Le temps d’un après-midi, l’art lyrique vivant retrouve son public au Théâtre des Champs-Élysées pour l’un des trois concerts de la « Folle soirée de l’Opéra » parrainé par Radio classique.

L’exercice a quelque chose de rituel : depuis un certain nombre d’années, Radio classique organise, avec le Théâtre des Champs Élysées, un concert thématique qui lui permet de mettre dans la lumière un certain nombre de jeunes talents français de la scène lyrique. Successivement, il y a eu « Offenbach en fête », « Viva Verdi », « Sacré Rossini », « Passionnément Mozart ». Ces artistes ont la chance de se produire en public sur une grande scène, et de bénéficier du tremplin de la diffusion radio. L’exercice n’est, en fait, pas si aisé pour eux. En effet, enchaîner les airs à froid dans l’acoustique sèche du TCE, sans avoir pu préalablement chauffer leur instrument pendant le début d’une œuvre, et le faire avec un orchestre qui n’a pas pu beaucoup répéter, est assez difficile, surtout s’ils doivent, comme ici, exécuter le concert trois fois en vingt-quatre heures. De surcroit, il leur faut de sérieuses capacités sur le plan dramatique pour offrir au public une prestation captivante.
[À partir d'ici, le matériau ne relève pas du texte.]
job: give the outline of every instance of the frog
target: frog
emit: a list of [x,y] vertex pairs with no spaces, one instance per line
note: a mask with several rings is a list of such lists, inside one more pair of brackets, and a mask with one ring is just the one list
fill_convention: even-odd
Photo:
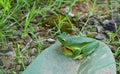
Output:
[[98,40],[85,36],[70,36],[62,33],[57,36],[57,39],[62,45],[63,54],[73,59],[83,59],[99,47]]

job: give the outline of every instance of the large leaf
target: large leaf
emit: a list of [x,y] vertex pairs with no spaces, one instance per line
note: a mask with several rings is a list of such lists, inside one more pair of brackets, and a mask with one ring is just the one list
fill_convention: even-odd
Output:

Car ils n’ont rien d’autre que leurs yeux et leur visage, l’expression de leur corps sans costume, ni mise en scène, pour donner vie aux personnages en l’espace d’un air ou d’un duo, avant de passer sans guère de transition à un rôle ressortissant à un tout autre contexte. En effet, cette année cette « Folle soirée de l’Opéra » n’est plus thématique mais aligne un florilège d’airs célèbres en différentes langues (français, allemand, tchèque et italien) et issus d’œuvres de différentes époques et traditions, de Mozart à Dvorak en passant par Offenbach et Saint-Saëns et les italiens Bellini, Donizetti et Verdi.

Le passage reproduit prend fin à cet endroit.